Qwen3.5-4B

This version of Qwen3.5-4B has been converted to run on the Axera NPU using w4a16 quantization.

Compatible with Pulsar2 version: 5.0

Convert tools links:

For those who are interested in model conversion, you can try to export axmodel through the original repo :

Pulsar2 Link, How to Convert LLM from Huggingface to axmodel

AXera NPU HOST LLM Runtime

Support Platform

Image Process

Chips input size image num ttft(168 tokens) w4a16 CMM Flash
AX650 384*384 1 1551 ms 5.7 tokens/sec 3.58GiB 5.69GiB

Video Process

Chips input size image num ttft(600 tokens) w4a16 CMM Flash
AX650 384*384 8 4293 ms 5.7 tokens/sec 3.58GiB 5.69GiB

The DDR capacity refers to the CMM memory that needs to be consumed.
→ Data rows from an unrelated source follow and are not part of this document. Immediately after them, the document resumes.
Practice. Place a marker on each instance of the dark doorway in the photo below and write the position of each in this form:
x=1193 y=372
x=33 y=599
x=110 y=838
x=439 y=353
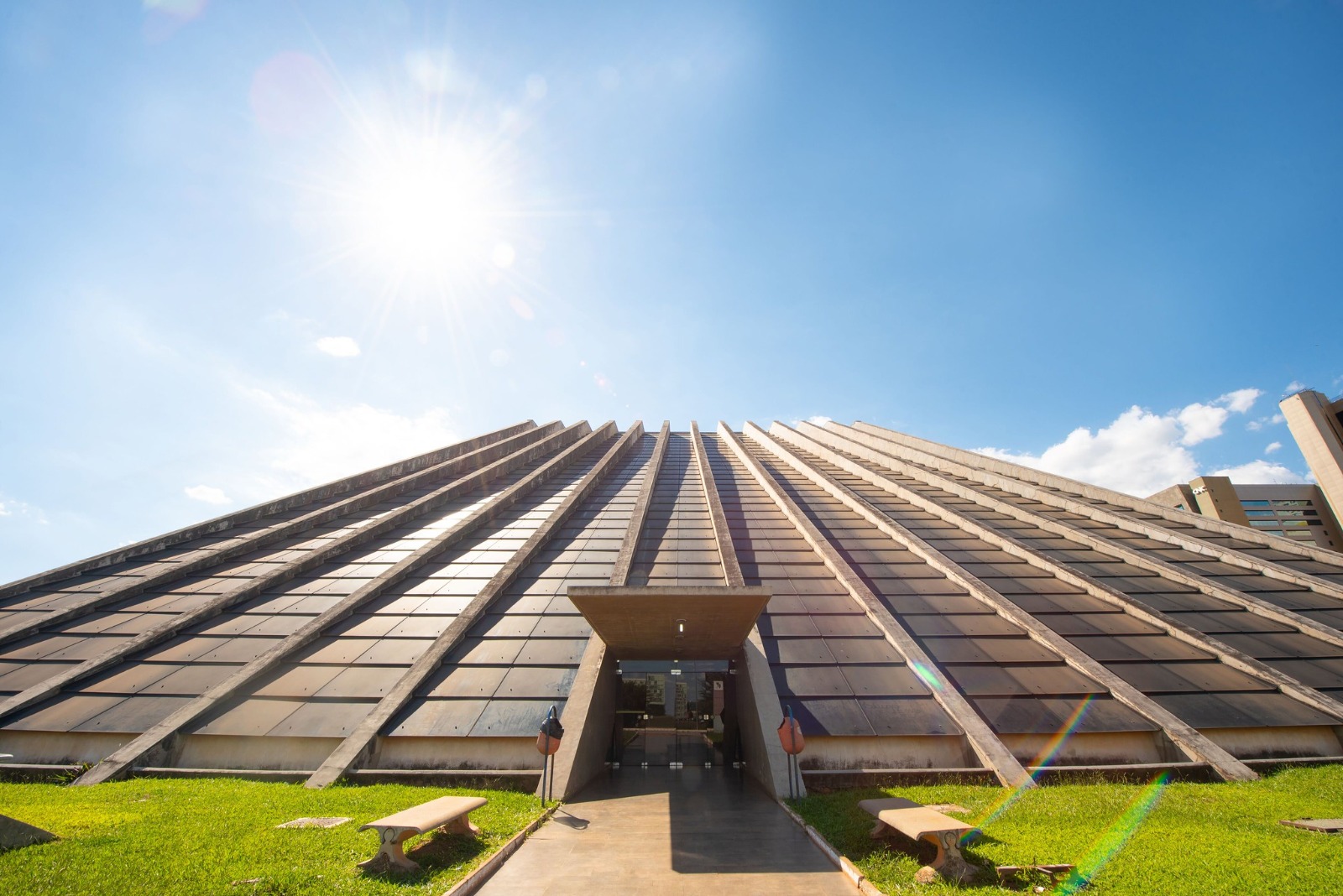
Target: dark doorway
x=676 y=714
Ensure that the CMM memory allocation on the development board is greater than this value.

How to use

安装 axllm

方式一:克隆仓库后执行安装脚本:

git clone -b axllm https://github.com/AXERA-TECH/ax-llm.git
cd ax-llm
./install.sh

方式二:一行命令安装(默认分支 axllm):

curl -fsSL https://raw.githubusercontent.com/AXERA-TECH/ax-llm/axllm/install.sh | bash

方式三:下载Github Actions CI 导出的可执行程序(适合没有编译环境的用户):

如果没有编译环境,请到: https://github.com/AXERA-TECH/ax-llm/actions?query=branch%3Aaxllm 下载 最新 CI 导出的可执行程序axllm),然后:

chmod +x axllm
sudo mv axllm /usr/bin/axllm

模型下载(Hugging Face)

先创建模型目录并进入,然后下载到该目录:

mkdir -p AXERA-TECH/Qwen3.5-4B-AX650-GPTQ-Int4-C128-P1152-CTX2047
cd AXERA-TECH/Qwen3.5-4B-AX650-GPTQ-Int4-C128-P1152-CTX2047
hf download AXERA-TECH/Qwen3.5-4B-AX650-GPTQ-Int4-C128-P1152-CTX2047 --local-dir .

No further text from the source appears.